Question

A ball is thrown in the air from a ledge. Its height in feet is represented by

f(x) = –16(x2 – 6x – 7), where x is the number of seconds since the ball has been thrown. The height of the ball is 0 feet when it hits the ground.

How many seconds does it take the ball to reach the ground?

Answer 1

It takes the ball 7 seconds to reach the ground.

Answer 2

The time taken by the ball to reach the ground is 7 seconds.

Explanation:

Given : A ball is thrown in the air from a ledge.
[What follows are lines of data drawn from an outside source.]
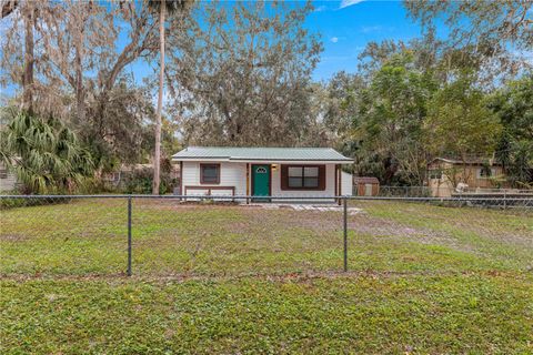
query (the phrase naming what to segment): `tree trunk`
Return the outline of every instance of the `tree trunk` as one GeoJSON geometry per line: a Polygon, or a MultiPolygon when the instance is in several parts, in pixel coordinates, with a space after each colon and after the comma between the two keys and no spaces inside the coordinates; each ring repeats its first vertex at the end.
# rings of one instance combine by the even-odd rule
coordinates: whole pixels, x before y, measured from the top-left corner
{"type": "Polygon", "coordinates": [[[83,74],[81,68],[81,50],[76,48],[76,106],[78,122],[86,122],[86,90],[83,88],[83,74]]]}
{"type": "Polygon", "coordinates": [[[165,3],[160,3],[159,12],[159,40],[160,40],[160,70],[159,70],[159,97],[158,111],[155,113],[155,154],[153,156],[153,189],[152,194],[159,194],[160,164],[161,164],[161,111],[163,109],[163,82],[164,82],[164,11],[165,3]]]}
{"type": "Polygon", "coordinates": [[[22,74],[22,108],[33,113],[33,27],[36,9],[27,4],[24,17],[24,72],[22,74]]]}

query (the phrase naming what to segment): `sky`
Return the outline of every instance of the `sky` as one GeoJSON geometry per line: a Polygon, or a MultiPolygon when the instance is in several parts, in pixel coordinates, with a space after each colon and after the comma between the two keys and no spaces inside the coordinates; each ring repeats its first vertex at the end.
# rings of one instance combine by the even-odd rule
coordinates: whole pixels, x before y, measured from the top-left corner
{"type": "Polygon", "coordinates": [[[314,80],[328,80],[341,70],[355,72],[358,55],[368,42],[421,36],[421,27],[406,18],[401,1],[313,1],[313,6],[305,24],[322,33],[324,45],[314,80]]]}
{"type": "MultiPolygon", "coordinates": [[[[409,41],[421,36],[421,27],[408,19],[401,1],[330,0],[313,1],[313,7],[305,27],[310,32],[321,34],[324,48],[312,75],[315,81],[325,81],[342,70],[356,72],[358,55],[368,42],[409,41]]],[[[153,68],[142,61],[137,61],[128,70],[138,81],[153,74],[153,68]]]]}
{"type": "MultiPolygon", "coordinates": [[[[409,41],[421,36],[420,26],[406,18],[401,1],[330,0],[313,1],[313,6],[315,9],[305,20],[305,27],[321,34],[324,48],[313,72],[315,81],[328,80],[342,70],[355,72],[358,55],[370,41],[409,41]]],[[[119,42],[125,42],[125,33],[120,38],[119,42]]],[[[143,61],[137,61],[127,70],[137,81],[153,75],[153,68],[143,61]]],[[[16,88],[0,90],[10,97],[16,88]]]]}

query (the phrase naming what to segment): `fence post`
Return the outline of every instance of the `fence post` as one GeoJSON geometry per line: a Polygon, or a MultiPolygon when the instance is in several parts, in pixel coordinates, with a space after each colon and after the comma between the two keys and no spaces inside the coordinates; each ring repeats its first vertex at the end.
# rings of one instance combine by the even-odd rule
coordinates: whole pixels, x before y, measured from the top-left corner
{"type": "Polygon", "coordinates": [[[348,197],[343,199],[344,272],[348,271],[348,197]]]}
{"type": "Polygon", "coordinates": [[[128,276],[131,276],[131,195],[128,196],[128,276]]]}

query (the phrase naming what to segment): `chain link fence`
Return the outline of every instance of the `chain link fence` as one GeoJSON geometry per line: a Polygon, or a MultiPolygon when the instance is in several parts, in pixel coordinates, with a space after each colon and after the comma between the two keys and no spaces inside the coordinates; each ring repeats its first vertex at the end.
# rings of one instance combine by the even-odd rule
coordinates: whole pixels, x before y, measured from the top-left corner
{"type": "Polygon", "coordinates": [[[252,200],[0,196],[0,275],[533,270],[531,197],[252,200]]]}

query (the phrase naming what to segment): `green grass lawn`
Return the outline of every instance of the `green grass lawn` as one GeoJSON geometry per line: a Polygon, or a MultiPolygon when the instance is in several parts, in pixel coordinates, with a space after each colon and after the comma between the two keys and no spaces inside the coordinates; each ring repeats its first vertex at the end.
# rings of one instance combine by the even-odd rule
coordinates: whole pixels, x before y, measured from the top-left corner
{"type": "Polygon", "coordinates": [[[533,214],[123,200],[0,211],[0,353],[533,354],[533,214]]]}

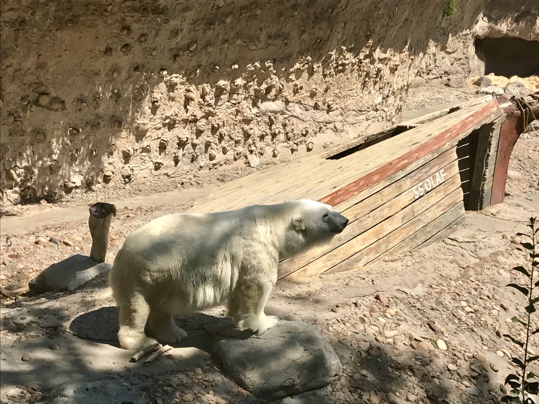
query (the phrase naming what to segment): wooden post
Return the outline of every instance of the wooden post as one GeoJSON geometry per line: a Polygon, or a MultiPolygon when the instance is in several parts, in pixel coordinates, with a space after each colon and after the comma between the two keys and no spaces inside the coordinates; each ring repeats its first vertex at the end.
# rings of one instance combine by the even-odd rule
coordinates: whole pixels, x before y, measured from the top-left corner
{"type": "Polygon", "coordinates": [[[108,246],[108,231],[113,216],[116,216],[116,206],[98,202],[90,206],[88,225],[92,234],[90,258],[98,262],[105,262],[108,246]]]}

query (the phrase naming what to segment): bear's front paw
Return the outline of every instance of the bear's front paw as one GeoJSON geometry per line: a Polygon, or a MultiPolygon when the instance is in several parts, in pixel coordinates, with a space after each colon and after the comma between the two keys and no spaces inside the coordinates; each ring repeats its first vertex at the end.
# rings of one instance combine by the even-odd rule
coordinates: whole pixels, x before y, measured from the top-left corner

Its height in feet is represented by
`f(x) = -16(x^2-6x-7)`, where x is the number of seconds since the ball has been thrown. The height of the ball is 0 feet when it hits the ground.
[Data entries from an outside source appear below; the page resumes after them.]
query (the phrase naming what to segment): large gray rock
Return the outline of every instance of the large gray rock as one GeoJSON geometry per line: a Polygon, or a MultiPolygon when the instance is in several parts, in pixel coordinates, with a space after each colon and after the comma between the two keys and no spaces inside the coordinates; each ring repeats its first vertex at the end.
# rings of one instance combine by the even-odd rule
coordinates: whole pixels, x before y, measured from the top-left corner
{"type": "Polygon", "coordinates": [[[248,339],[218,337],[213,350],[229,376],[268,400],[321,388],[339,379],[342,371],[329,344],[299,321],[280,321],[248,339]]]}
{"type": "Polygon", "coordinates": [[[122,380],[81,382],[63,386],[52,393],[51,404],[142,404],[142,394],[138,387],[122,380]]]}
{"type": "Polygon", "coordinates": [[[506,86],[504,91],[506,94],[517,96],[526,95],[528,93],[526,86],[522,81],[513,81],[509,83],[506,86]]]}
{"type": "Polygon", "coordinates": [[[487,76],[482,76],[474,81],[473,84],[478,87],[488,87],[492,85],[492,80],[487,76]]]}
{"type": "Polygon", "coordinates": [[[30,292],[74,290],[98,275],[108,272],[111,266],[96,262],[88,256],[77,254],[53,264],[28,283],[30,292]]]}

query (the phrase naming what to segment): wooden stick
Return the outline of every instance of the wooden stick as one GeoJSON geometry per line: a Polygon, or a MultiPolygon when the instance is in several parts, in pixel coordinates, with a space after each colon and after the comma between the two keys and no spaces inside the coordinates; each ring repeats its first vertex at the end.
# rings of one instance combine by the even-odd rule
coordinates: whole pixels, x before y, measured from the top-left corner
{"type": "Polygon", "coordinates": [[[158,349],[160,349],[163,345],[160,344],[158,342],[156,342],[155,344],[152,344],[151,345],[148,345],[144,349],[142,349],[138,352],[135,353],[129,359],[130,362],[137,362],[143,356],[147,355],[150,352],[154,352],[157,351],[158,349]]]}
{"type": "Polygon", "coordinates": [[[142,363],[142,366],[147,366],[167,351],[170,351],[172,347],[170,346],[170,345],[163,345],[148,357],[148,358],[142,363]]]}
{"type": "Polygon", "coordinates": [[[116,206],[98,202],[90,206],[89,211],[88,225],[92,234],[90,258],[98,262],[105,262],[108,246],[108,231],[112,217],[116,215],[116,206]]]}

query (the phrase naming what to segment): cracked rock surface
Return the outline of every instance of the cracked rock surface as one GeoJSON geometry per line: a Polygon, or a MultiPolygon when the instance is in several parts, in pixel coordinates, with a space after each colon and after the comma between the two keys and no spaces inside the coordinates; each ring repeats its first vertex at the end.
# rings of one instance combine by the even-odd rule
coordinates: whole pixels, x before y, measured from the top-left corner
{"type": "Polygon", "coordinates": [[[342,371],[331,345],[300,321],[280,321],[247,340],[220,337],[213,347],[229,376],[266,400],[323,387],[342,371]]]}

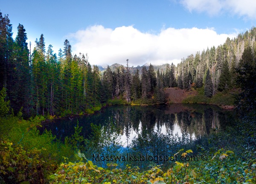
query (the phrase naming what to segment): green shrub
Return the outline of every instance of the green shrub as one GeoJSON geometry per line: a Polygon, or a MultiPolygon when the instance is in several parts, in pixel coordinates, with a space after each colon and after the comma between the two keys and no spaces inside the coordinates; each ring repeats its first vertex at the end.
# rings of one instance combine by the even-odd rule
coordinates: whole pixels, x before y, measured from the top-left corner
{"type": "Polygon", "coordinates": [[[108,104],[110,105],[127,105],[128,103],[125,100],[115,98],[112,100],[108,100],[108,104]]]}

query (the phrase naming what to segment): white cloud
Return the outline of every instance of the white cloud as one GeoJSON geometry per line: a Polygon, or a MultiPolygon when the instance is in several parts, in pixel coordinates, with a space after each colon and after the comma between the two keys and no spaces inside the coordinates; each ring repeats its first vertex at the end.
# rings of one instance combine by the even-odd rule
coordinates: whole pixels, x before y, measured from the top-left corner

To find : How many seconds does it take the ball to reach the ground?

Solution :

The function

`f(x) = -16(x^2-6x-7)` represent the height of the ball.

Where, x is the number of seconds.

We have given that the height of the ball is 0 feet when it hits the ground

and we to find the seconds does it take the ball to reach the ground.

i.e., we have to take f(x)=0 and find x.

`0= -16(x^2-6x-7)`

`x^2-6x-7=0`

Applying middle term split,

`x^2-7x+x-7=0`

`x(x-7)+1(x-7)=0`

`(x-7)(x+1)=0`

`x=7,-1`

x=-1 is rejected as time is not negative.

x=7 is accepted.

Therefore, The time taken by the ball to reach the ground is 7 seconds.